When kids lead their learning amazing things happen. How is it that after 30 years of teaching I can lose sight of that? While I hate to put the blame on others, because the ultimate blame is all mine, I blame our educational system.
At the close of last year I wrote about how I lost my way. After working through the beginning of this school year which has been like no other I have experienced, I have come to realize that I did not lose my way. We, as an educational system, have lost our way.
This year began with my promise to myself that I would follow our curriculum tooth and nail. Nothing was going to get in the way of us staying on task per our curriculum calendar. There’s only one problem with this grand idea, the kids can get lost in the shuffle. When we follow the guiding belief that no matter what, we stay on target with our calendar, our kids lose something precious. An example of what they lose will become clear with this story.
The stresses this created both in my kids and myself can’t be underestimated or unexamined. For the first time in all my teaching career I put the blame on my class. “They aren’t coming together as a community. They don’t seem to care about each other or their work. They don’t demonstrate inner motivation to learn. They lack any semblance of self control.” The list of all this class “can’t do” goes on and on. But then something unexpected happened. The kids finally earned some free time. They chose to watch a movie and work on some posters they were makin. It was Friday, I was tired and I too needed some down time. What I didn’t realize was how much they needed it too. I worried that they would fall apart with the change in routine. So far every single little change in routine this year has caused them to fall apart. The lack of self control with this group is like nothing I’ve ever seen before. Sure, some kids each year struggle with it, but a whole class?

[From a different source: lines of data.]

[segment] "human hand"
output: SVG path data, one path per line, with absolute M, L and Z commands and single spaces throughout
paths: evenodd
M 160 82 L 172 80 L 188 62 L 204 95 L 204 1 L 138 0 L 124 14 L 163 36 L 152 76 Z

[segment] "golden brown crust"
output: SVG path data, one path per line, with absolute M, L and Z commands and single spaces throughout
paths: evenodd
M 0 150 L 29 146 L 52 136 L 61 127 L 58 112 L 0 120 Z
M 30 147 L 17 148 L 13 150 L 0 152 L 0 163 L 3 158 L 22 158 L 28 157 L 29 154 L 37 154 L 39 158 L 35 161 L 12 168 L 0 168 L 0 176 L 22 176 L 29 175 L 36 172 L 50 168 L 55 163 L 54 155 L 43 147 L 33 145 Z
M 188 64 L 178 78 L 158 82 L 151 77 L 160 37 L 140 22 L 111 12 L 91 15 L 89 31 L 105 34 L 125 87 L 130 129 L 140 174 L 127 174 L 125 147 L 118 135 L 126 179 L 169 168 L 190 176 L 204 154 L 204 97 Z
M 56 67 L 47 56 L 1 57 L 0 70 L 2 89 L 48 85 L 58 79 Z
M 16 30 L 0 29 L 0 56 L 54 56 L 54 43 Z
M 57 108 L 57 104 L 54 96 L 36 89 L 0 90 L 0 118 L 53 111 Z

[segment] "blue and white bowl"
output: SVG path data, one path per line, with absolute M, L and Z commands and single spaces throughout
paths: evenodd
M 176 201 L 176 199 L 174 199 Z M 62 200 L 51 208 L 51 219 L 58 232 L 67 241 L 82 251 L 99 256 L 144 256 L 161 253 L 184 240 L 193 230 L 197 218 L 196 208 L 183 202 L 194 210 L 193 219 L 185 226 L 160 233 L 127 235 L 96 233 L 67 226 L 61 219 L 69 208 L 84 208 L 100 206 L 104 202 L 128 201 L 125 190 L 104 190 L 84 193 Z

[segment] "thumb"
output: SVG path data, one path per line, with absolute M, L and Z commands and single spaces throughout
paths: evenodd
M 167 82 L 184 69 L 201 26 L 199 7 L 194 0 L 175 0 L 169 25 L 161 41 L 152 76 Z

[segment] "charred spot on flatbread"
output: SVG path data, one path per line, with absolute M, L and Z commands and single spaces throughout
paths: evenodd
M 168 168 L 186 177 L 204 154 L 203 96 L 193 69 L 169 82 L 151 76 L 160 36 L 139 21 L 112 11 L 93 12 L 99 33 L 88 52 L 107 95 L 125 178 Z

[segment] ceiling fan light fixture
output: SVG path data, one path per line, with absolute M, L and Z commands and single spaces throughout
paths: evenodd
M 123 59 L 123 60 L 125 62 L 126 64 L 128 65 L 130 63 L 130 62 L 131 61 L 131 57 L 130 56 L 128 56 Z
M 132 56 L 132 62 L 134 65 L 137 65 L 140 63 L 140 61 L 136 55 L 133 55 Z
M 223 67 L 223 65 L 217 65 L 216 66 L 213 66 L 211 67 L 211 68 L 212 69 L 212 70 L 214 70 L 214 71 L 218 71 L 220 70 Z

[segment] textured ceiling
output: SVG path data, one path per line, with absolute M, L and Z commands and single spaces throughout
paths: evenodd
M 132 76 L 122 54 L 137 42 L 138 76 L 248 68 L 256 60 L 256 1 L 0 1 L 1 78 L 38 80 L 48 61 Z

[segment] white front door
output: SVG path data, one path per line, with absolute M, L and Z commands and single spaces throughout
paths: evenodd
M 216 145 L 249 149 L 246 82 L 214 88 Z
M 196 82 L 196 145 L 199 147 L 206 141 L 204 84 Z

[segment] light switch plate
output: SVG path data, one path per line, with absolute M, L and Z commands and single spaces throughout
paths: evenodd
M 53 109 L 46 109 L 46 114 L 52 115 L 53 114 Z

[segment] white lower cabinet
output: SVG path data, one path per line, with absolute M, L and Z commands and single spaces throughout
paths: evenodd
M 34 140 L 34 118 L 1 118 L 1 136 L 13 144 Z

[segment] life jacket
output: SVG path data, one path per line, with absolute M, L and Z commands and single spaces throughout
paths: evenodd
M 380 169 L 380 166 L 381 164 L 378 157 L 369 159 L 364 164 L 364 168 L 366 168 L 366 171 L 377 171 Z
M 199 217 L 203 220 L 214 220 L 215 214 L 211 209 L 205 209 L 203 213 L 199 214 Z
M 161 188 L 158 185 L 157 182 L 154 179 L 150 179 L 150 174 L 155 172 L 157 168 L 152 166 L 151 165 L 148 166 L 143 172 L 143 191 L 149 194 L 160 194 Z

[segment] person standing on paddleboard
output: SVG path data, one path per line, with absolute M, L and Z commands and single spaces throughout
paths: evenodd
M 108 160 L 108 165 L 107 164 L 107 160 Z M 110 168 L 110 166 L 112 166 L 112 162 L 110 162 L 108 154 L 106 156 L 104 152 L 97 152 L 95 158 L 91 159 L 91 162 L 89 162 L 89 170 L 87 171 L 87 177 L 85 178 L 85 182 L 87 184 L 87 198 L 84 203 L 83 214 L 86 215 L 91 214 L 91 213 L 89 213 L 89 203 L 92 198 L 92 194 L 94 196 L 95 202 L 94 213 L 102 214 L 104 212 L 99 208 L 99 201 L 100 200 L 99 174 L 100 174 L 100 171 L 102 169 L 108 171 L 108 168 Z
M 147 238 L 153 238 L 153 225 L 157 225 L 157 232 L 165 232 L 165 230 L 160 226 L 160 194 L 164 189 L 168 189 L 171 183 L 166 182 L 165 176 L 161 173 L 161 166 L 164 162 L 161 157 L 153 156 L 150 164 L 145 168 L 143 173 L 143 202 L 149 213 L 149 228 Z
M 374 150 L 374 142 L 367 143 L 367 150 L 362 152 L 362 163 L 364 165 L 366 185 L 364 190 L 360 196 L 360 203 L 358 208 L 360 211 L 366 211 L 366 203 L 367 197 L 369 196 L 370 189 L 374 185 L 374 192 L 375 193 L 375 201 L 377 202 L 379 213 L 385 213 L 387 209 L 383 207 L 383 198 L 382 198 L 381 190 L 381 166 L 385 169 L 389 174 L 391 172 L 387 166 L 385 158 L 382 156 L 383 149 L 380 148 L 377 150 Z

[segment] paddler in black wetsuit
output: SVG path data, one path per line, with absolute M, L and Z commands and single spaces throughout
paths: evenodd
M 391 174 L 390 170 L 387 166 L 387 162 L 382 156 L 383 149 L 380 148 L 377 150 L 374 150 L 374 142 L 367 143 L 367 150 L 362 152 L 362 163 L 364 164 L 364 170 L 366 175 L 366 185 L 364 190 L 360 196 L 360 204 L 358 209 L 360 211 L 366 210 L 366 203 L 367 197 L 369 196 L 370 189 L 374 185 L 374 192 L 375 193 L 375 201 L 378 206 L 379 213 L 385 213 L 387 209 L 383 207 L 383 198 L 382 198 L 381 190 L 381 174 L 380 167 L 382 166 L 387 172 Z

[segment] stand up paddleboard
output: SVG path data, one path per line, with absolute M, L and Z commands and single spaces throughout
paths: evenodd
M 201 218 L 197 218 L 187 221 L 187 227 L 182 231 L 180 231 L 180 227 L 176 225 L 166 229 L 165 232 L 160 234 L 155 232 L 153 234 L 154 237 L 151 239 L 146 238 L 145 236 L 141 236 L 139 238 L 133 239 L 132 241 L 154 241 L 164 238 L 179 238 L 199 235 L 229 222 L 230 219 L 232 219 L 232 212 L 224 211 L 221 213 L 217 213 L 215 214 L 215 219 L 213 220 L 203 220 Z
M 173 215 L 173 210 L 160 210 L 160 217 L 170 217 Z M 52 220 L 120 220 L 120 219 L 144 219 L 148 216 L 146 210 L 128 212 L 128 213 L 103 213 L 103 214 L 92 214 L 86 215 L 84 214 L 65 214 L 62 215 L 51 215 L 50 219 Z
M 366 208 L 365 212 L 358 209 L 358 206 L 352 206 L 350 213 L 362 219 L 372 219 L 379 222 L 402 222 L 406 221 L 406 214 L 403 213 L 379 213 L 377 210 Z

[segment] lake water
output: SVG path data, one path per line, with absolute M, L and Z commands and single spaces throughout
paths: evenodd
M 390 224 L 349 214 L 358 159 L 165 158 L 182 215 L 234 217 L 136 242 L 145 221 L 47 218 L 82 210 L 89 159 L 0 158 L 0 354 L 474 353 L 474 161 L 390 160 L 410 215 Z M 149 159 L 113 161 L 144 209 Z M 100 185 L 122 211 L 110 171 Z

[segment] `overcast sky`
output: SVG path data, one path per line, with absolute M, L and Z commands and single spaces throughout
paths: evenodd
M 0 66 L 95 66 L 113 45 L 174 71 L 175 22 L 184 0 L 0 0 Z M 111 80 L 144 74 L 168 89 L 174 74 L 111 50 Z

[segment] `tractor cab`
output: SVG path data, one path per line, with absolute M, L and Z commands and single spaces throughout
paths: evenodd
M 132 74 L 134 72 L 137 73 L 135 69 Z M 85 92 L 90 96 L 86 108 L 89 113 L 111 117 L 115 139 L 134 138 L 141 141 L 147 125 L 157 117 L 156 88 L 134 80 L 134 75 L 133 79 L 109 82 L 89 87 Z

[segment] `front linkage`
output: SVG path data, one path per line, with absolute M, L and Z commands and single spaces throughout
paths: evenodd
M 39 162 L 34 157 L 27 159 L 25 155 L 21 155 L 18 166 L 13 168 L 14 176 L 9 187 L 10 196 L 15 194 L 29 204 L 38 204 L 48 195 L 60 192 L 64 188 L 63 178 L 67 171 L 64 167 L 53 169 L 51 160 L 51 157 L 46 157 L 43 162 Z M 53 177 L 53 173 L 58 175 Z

Not wanting to fall behind, I had planned to weave the movie between reading, writing, and math. I was greeted with many sincere,”That’s not what we want to do,” comments. Sensing a mutiny, I asked one boy, who is respectful, hard working, and who demonstrates enough self control for the entire class, what he would like. “We just want to have some fun. We don’t want to work today. Can’t we just do fun stuff like you said we would?” I found myself listening to his genuine plea. “Sure,” was all I could come up with. So I erased our daily schedule and let them help me build our day. Part of the day would be one young boy teaching his classmates how to make origami paper cranes. This boy is bright and curious but has demonstrated a total lack of self control all year. He has been one of my most challenging kids this year.
That’s when the magic started. As others got what they wanted on their desks for the movie, a black and white original Helen Keller movie, (Yes, you read that right! That’s the movie they wanted. And they LOVED it. Go figure.) this young boy set up his origami station. I watched as he demonstrated a focus like I have not witnessed this year. He cleared off the entire table, putting its contents exactly where they needed to go to be put away properly. He got the spray and wiped down the table. He got the origami paper, the name sticks, and a piece of paper and pencil. As his classmates watched the movie and worked on finishing up some posters they started the day before, he called them back to his table one at a time and successfully taught each one to a make a paper crane. He did that for over an hour, nonstop. He was kind. He was patient. He was encouraging. He smiled often. He taught kids who can barely write legibly to fold sophisticated paper cranes. Then when he was done he said he wanted to donate the cranes he made along side each child to the cause we are making them for. He said if he did this then each of them could keep their first crane. He felt that was important.
I nearly cried at the beauty of what I witnessed and then nearly cried again as I realized all that I had taken from them this year by focusing on a rigid timeline and expectations. The problem was that I fell into the dreaded trap of teaching content and not teaching kids. How could I let myself fall into that? Fear. Fear of not having kids “perform” well enough on tests. Yes, I allowed myself to fall into that fear. Even with all my experience and conviction to never to do that, I did just that.
It is vital that we stop sometimes and allow our kids opportunities to shine in ways they want to shine. To give them opportunities to stop and get to know each other on levels that are different than through traditional academics. I have no doubts that the lack of community in my classroom falls squarely on my shoulders, not theirs. We will continue to find time for opportunities that encourage joy and creative expression. I will meet them where they are instead of insisting they jump to where I want them to be and slowly we will cross that gap together so each and every one of them remains spiritually intact.
As we approach our shortest day of the year and the many wonderful winter holidays, may you remember that teaching the whole child includes their soul. Break away from some of the strict demands our educational system puts on all of us at all levels of education and have some fun with your kids. Sew things, create things, sing, make cards for the less fortunate, laugh, show love, and drink some hot chocolate together.